Dear Christians, for 1400 years now, you've been in a position of considerable power in this country. You have schools dedicated to your faith, our national holidays are based around your festivals, you have unelected representatives in our upper house of parliament and even our head of state is also the supreme governor of your largest denomination. It's strange then that you feel like you are persecuted. Ultimately, religion is a free choice. Yes, you may have been born into the culture or you may have had your head turned later in life and feel like it's your calling but you choose to uphold these beliefs. You could quite legitimately decide one day to become a Jew or a Muslim or even an atheist.
Imagine you don't have that choice. Imagine that you were born into Christianity and even if you wanted to, even if you tried and struggled to change, it was impossible. So you accept this. You're happy being a Christian actually. You're proud, maybe, just a little. But there's this huge sector of society who have been in power for around, say, 1400 years and they have a book that was written 2000 years ago in a land far away and, for some inexplicable reason that even they've forgotten, this book says you are evil, unnatural and perverse, that this thing about you that you can't (and don't want to) change was thrust upon you by the devil in order to tempt people away from the truth. The book also says other things like everyone is free to take slaves from neighbouring countries, that people who work on the Sabbath should be put to death, and that you can’t eat shellfish for whatever reason, but they all seem to ignore these rules and only focus on Christians. On top of all this, imagine that these people had colluded together and made it so that you were not free to marry other Christians, that you couldn't be seen in public with other Christians and that it was actually illegal for you to even exist, and that at one point, 200 years ago, you would have been executed for it.

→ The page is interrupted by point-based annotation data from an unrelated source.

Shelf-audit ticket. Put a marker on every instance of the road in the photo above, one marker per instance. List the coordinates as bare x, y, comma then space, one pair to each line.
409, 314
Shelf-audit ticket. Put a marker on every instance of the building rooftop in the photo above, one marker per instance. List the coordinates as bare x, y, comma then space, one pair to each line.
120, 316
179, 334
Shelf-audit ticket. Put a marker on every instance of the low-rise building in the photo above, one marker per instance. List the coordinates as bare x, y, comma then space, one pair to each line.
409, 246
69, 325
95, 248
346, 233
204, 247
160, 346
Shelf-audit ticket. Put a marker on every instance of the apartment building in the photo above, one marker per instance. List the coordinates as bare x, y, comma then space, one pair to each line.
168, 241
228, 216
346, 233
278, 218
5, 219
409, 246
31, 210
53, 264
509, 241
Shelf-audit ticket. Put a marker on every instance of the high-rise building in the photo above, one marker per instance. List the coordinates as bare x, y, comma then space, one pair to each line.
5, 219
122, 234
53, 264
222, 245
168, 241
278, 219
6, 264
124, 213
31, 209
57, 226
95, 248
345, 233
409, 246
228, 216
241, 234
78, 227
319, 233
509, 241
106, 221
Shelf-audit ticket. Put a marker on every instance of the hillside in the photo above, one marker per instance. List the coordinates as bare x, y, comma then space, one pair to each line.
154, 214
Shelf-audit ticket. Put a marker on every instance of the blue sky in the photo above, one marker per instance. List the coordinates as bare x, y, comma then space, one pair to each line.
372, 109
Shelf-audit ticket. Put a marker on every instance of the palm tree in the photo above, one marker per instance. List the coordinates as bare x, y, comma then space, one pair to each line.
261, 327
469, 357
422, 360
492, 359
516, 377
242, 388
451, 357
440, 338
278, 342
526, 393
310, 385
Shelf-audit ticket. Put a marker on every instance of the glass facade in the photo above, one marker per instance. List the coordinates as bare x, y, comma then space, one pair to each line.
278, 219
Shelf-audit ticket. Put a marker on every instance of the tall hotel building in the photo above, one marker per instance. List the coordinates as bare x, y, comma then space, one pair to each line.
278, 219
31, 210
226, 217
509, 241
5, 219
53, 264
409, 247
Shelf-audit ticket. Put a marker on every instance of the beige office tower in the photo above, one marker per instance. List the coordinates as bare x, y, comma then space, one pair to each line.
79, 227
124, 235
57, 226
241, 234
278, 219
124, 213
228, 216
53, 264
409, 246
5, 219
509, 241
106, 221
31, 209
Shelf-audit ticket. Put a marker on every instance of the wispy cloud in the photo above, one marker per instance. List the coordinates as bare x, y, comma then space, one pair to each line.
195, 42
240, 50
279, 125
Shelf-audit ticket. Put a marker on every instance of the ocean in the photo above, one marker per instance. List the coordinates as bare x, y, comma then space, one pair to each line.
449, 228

Now imagine that over the last 50 years, the country, bit by bit, started to make Christianity legal. Some areas were more accepting than others. Across the Irish Sea, they only legalised it in 1993. Very slowly, you feel like your rights, the rights you’ve deserved for the last 1400 years and the rights that the people in power have always had, are returned to you. You may still get glares and horrible comments. You may even get attacked in the street by someone you’ve never met before. But at least you’re legitimate. Do you think you would be glad to be alive? Do you think would want to share everything you’ve been thinking and feeling with others? Do you think you would want to meet, date and fall in love with other Christians and maybe even one day, get married? And do you think you would feel that your people had been persecuted for 1400 years?
So how do you think gays in Northern Ireland feel when they can’t have a cake made for them? How do you think gays in the Republic felt when they went to the polls to try and obtain the same rights as the people in power? How do you think gays everywhere feel when not only do colleagues express their bigotry to their faces but are actually vindicated in a tribunal? If you ask me, I’d say “persecuted”.